住宅は生活をする場である。各人に個性があるように各家庭に個性がある。そして、各家庭に特有のライフスタイルがあるはずである。自分たち独自のライフスタイルをどれだけの人々が確立しているだろうか。過去の習慣や制度にとらわれることなく自分たちが本当にしたい暮らし方をどれだけの人々が実践しているであろうか。現在建てられている住宅の大半がまだ古い慣習にしばられている。そこから自由になって自分たちのオリジナルのライフスタイルをつくり、それに従った住宅をつくるべきである。つまり、「形態はライフスタイルに従う。」と考える。

現在、日本の住宅の大半はLDK+個室という間取りを採用している。これは、戦後、公団が導入したである「寝食分離」(寝る所と食事するところを分離するという欧米流の合理主義的考え)のDKスタイルに端を発し、発展してLDKとなっている。この合理的とは欧米的価値観による「理」であり、日本的「理」ではない。「理」はそれぞれ固有の文化を背景としており普遍的なものではない。衛生的、機能的という観点からの意義は認められるが、日本の狭い住宅では、すべての部屋がどのようにも使えるべきであるという柔軟な構造の優れたところは忘れられてしまった。同時に、「夏を旨とすべし」という言葉に代表されるように、障子、ふすまの引き戸を開け放てばすべての空間が庭を含めて連続するという日本の風土に適応した構造も忘れられてしまった。モダニズムがめざした明るく開放的な空間は伝統的な日本の空間と共通する美学を持っていたはずである。新しい習慣を採用しつつも古い優れた文化からは学ぶべきである。

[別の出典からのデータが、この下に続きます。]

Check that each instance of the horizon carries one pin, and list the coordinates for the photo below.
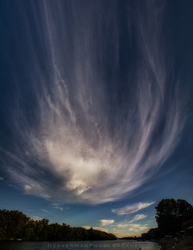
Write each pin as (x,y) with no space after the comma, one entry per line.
(96,110)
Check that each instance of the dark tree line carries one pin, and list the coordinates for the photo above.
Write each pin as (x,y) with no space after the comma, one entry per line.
(16,225)
(172,216)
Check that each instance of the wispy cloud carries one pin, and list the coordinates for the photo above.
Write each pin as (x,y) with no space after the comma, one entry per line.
(131,227)
(46,211)
(96,228)
(132,208)
(36,218)
(92,141)
(106,222)
(138,217)
(57,206)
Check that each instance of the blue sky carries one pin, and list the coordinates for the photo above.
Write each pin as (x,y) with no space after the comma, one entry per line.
(95,110)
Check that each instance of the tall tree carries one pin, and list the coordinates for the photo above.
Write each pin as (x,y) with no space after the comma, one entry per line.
(171,214)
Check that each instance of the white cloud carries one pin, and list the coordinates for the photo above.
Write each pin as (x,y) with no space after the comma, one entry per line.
(46,211)
(138,217)
(36,218)
(96,228)
(131,227)
(105,222)
(132,208)
(86,149)
(27,187)
(57,206)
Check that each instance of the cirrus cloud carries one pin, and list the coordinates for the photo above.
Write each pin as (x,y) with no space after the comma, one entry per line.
(86,139)
(106,222)
(132,208)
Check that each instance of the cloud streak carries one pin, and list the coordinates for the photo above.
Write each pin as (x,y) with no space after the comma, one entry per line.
(106,222)
(132,208)
(90,132)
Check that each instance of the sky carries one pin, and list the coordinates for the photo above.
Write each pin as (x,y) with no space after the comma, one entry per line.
(96,110)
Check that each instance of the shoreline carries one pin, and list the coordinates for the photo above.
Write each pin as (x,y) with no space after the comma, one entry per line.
(184,243)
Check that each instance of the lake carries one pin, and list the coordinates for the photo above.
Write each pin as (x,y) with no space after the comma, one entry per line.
(82,245)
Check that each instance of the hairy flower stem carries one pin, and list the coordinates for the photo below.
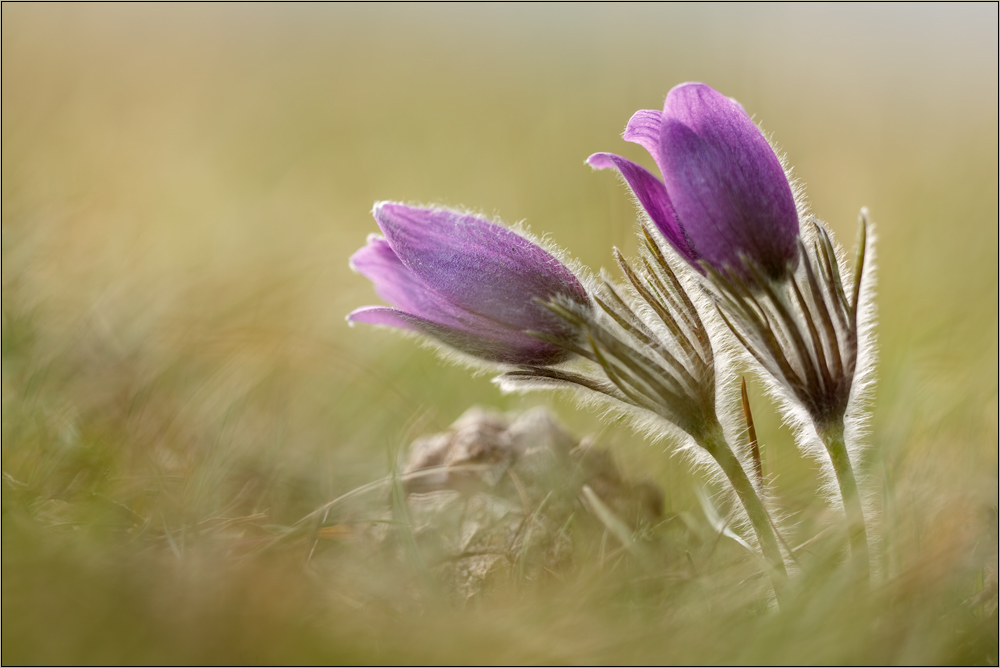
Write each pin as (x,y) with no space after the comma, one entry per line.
(832,436)
(714,442)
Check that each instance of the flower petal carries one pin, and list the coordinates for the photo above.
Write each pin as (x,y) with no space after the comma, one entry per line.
(644,129)
(478,266)
(479,337)
(652,195)
(726,184)
(398,285)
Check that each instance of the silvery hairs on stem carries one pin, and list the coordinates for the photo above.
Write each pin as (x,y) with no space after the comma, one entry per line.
(813,335)
(647,347)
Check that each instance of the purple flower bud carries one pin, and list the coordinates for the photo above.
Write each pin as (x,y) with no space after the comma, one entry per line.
(724,195)
(470,284)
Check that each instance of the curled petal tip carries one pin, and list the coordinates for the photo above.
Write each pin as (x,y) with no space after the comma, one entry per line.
(601,161)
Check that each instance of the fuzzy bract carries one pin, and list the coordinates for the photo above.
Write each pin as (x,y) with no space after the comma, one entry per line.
(724,198)
(473,285)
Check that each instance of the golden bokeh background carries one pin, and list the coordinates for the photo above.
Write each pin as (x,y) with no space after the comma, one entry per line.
(183,185)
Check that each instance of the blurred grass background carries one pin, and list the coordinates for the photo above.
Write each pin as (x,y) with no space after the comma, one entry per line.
(183,185)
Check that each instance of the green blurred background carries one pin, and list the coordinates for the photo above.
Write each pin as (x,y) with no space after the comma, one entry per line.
(183,185)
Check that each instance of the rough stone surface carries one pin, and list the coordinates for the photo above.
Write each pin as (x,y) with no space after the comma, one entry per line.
(497,497)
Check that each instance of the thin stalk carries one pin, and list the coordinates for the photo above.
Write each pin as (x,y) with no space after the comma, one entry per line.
(832,436)
(714,442)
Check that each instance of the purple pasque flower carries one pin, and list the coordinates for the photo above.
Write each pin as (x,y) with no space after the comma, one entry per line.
(469,283)
(724,196)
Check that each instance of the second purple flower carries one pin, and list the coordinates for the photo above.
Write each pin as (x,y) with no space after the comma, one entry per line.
(470,284)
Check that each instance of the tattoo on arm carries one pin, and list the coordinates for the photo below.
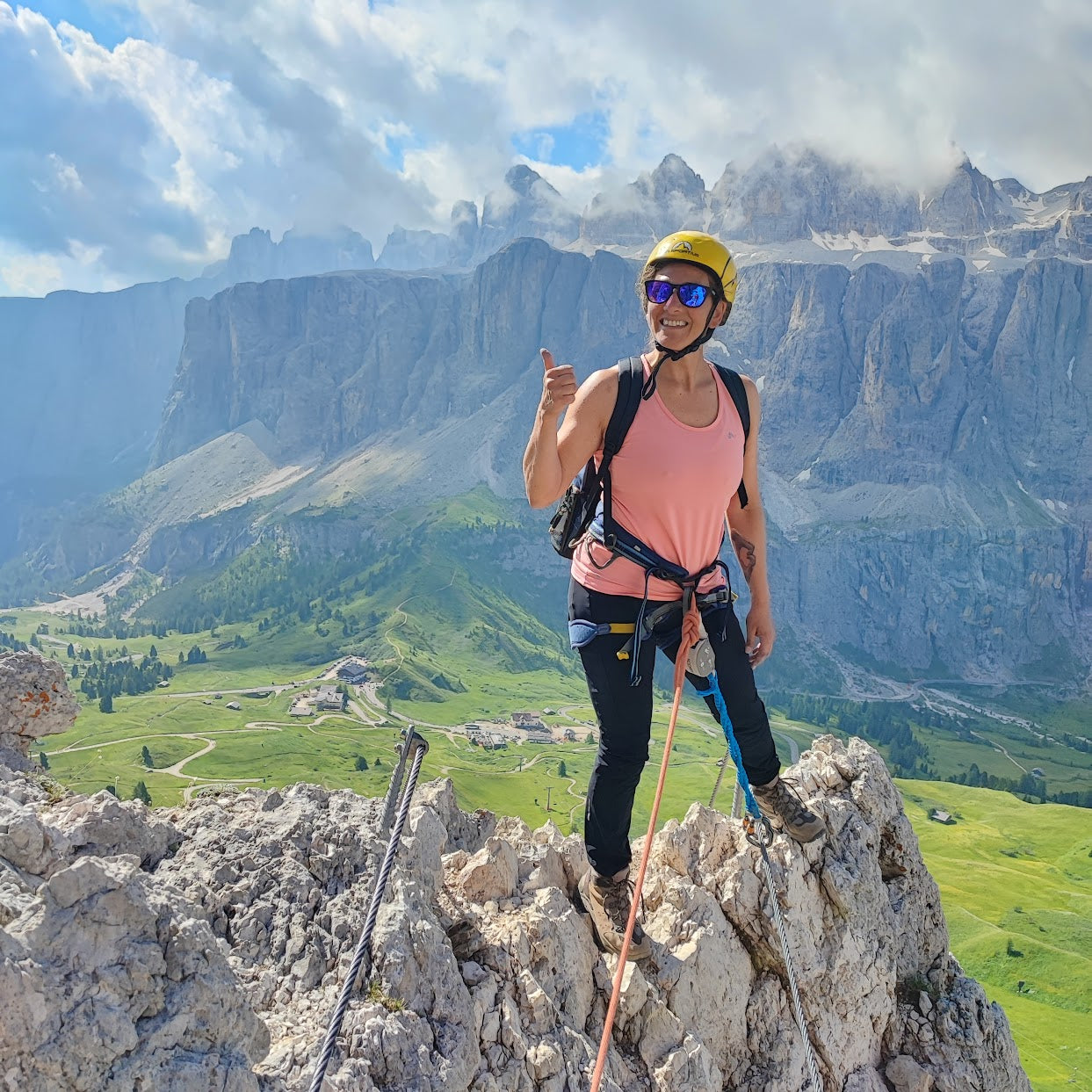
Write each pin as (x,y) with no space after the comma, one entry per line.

日本人にとって、LDKという特定の空間に特定の機能を限定し、リビングセット、ダイニングセットという機能が限定された家具を使うライフスタイルがなじむものであろうか。私たちは「日本人の家具」というプロジェクトでライフスタイルと家具の使用に関する調査を行った。その結果は所有している家具をうまく使いこなしていないというものであった。家のなかでは靴を脱ぐという日本では当たり前のライフスタイルが今使っている欧米式の家具に適応しているとは思えない。食事は椅子座で行っているひとが多いが、その後のくつろぎのときは床座の方が多い。このことひとつとっても今日のライフスタイルは混乱していると言わざるをえない。また、食事の場とくつろぎ、団欒の場を分けるというスタイルが狭い日本の住宅空間において適切であろうか。現代日本においては「食」は重要なコミュニケーションの場であるはずである。その場の展開の仕方は各家庭それぞれであろう。その振る舞い方は明確にし、それを空間に反映すべきである。
以前は年に何回あるかわからない来客のために一番環境のいい部屋を客間として位置づけ、結果として使わない部屋にしている家が多かった。しかし、今日ではそのことの不合理さに気づき、多くのひとが家族のための部屋を第一に考えるようになってきた。これは古い習慣から自由になり新しいライフスタイルをつくろうとしているのである。
一方床の間がなくなった住宅はどうであろうか。四季の変化を愛する日本人が家のなかではそれを楽しめなくなってしまった。本格的な和室を復活させる必要はない。洋室であっても床の間のような空間をつくることは可能である。これが古い文化から継承すべき点を抽出し現在のものと調和させるべきである。

このように今日のライフスタイルが本当に日本人の生活、環境、文化にあったものであるか、伝統と現在の問題点を比較検討し考えたい。限られた空間のなかで家族がより豊かな生活をするためには、古い文化を大事にしながらも、形骸化した習慣と真に意義のある習慣とを区別し、自分たちの価値観にあったオリジナルのライフスタイルを確立することが必要である。それは各人各様であるべきである。お仕着せではなく、他人の目を気にせずに、他人がしているからというのではなく、オリジナルの本音のライフスタイルを確立することが真に豊かな生活をするためには必要である。そして、そのお手伝いをするのが建築家の役目だと考える。